I immediately called my wife on her cell to tell her. She had felt nothing in a restaurant on ground level some 30 miles away. So I figured the earthquake was local. There was nothing on Google news for the first 5 minutes but then a news alert put the 5.8 earthquake 360 miles away in Mineral, Virginia. Wow.
http://earthquake.usgs.gov/earthquakes/recenteqsww/Quakes/se082311a.html

I tried to call my wife back with this news but the Cell phone system was overwhelmed and there was no dial tone at all. This cell "outage" lasted for about 15-30 minutes before she was able to call me. I did call home out of curiosity and was able to reach my answering machine. This is one reason we keep paying for the land line at home - it works when cell phones don't.

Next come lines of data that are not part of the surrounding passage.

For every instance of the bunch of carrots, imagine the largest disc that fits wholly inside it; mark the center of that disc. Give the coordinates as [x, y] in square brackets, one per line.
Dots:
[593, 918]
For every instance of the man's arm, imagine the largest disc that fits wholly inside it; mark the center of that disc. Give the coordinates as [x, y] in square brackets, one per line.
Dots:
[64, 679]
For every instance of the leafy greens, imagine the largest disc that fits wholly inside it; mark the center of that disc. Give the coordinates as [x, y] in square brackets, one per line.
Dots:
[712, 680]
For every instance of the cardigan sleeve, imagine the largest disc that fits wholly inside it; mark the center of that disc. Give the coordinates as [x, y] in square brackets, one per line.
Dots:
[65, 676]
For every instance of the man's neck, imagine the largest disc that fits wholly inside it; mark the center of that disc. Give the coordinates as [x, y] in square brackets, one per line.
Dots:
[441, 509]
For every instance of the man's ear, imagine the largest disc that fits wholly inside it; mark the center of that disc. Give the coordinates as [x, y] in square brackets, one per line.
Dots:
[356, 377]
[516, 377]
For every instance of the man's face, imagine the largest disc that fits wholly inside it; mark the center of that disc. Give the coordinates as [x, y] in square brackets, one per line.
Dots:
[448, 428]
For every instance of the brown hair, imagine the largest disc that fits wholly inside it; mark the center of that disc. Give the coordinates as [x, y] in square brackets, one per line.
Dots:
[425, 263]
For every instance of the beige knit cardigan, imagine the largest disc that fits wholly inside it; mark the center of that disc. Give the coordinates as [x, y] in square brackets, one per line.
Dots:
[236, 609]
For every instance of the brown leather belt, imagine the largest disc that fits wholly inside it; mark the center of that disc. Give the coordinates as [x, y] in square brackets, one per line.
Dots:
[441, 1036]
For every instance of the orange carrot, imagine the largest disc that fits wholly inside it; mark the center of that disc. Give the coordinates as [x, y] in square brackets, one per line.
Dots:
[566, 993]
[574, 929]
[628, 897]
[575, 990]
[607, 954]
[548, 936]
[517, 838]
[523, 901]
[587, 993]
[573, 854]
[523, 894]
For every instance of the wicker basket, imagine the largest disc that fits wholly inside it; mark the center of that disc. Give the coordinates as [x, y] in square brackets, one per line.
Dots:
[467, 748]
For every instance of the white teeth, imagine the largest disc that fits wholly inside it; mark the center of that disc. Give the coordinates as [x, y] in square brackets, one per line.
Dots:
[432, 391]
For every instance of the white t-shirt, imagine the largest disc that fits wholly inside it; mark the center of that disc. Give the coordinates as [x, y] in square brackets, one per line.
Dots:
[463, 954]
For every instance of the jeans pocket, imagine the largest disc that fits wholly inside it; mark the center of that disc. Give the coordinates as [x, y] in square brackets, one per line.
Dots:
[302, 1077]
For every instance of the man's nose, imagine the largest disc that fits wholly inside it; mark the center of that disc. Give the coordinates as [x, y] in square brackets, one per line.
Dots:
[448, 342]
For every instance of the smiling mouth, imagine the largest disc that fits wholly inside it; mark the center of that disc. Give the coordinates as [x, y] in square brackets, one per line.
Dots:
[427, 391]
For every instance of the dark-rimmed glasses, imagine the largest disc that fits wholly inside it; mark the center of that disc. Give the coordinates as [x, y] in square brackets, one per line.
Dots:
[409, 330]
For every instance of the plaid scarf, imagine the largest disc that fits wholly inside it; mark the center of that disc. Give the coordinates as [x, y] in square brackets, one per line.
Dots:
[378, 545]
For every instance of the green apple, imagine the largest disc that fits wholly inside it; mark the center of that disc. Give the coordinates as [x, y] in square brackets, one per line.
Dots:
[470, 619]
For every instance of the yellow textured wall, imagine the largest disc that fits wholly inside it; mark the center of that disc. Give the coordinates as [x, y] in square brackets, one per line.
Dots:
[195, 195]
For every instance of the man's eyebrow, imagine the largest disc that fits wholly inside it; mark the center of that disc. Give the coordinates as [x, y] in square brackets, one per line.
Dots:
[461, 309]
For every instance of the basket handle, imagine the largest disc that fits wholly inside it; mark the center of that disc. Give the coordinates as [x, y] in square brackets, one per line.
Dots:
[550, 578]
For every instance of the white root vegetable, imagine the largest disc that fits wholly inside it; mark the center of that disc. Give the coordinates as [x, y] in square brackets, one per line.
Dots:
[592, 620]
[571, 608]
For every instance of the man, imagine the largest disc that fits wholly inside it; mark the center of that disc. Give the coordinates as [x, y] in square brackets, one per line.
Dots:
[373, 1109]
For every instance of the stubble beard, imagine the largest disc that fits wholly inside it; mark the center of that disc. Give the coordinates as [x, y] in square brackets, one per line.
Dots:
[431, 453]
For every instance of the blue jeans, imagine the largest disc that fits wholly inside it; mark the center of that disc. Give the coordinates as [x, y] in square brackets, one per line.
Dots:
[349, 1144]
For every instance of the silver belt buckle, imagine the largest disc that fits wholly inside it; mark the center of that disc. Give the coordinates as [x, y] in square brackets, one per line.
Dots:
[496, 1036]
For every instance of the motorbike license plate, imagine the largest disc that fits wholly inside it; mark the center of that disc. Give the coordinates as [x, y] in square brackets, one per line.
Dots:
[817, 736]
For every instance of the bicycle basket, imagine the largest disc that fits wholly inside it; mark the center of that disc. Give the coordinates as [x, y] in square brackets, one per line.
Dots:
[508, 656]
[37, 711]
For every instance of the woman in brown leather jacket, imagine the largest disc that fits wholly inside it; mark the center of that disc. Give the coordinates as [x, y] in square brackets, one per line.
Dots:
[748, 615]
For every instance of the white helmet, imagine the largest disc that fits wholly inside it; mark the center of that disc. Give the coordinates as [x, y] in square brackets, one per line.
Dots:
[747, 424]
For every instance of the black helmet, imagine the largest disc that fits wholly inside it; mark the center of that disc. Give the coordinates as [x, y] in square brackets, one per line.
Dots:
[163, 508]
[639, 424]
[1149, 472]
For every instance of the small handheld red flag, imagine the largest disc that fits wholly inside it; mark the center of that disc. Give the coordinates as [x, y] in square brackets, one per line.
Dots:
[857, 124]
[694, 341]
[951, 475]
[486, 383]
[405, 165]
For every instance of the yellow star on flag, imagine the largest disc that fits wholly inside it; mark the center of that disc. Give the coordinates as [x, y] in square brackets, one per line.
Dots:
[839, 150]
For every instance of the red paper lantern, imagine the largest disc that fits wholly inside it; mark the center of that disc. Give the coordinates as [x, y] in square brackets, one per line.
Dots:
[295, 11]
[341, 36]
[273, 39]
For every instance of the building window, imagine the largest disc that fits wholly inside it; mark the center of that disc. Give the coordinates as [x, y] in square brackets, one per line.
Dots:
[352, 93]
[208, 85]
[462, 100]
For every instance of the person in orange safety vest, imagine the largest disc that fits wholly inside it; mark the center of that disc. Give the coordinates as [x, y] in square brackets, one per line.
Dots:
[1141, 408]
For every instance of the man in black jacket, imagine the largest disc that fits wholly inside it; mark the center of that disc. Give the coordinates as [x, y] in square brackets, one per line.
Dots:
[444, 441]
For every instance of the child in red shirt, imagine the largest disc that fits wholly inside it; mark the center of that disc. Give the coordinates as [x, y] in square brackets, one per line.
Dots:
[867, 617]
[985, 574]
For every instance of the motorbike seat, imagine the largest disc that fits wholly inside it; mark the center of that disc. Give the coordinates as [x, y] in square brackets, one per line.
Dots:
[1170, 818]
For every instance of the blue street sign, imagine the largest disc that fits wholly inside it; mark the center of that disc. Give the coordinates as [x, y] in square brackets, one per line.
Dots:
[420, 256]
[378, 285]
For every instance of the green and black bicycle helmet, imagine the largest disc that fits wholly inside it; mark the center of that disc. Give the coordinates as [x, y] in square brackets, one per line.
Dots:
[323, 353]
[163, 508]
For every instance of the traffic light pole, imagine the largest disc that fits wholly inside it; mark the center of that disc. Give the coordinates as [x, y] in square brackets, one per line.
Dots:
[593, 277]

Since the event many have wondered, why did we feel the quake from so far away? The East Coast is 100 times less active than California, but an earthquake east of the Rockies is typically felt over an area ten times larger than a similar quake on the west coast. And since most East Coast buildings are not earthquake proof, the damages can be very wide spread. In California the ground is very fractured, when a quake wave hits a fracture it is deflected or absorbed. Think of a pond wave hitting a branch. On the East Coast we have very old bedrock that is quite solid and unfractured. It rings like a bell when hit with nothing to stop the quake waves. There are reports of the quake being felt in Canada!

Bottom Line

According to Matthew Herper at Forbes.com,
Just because quakes are less frequent in the east does not mean they are less dangerous, because building codes are less strict. Seismologists believe New York City is past due for a big quake — the last major one was a 5.2 quake centered in New York harbor off of Brooklyn in 1884. (See: Yes Virginia, There Are Earthquakes On The East Coast.)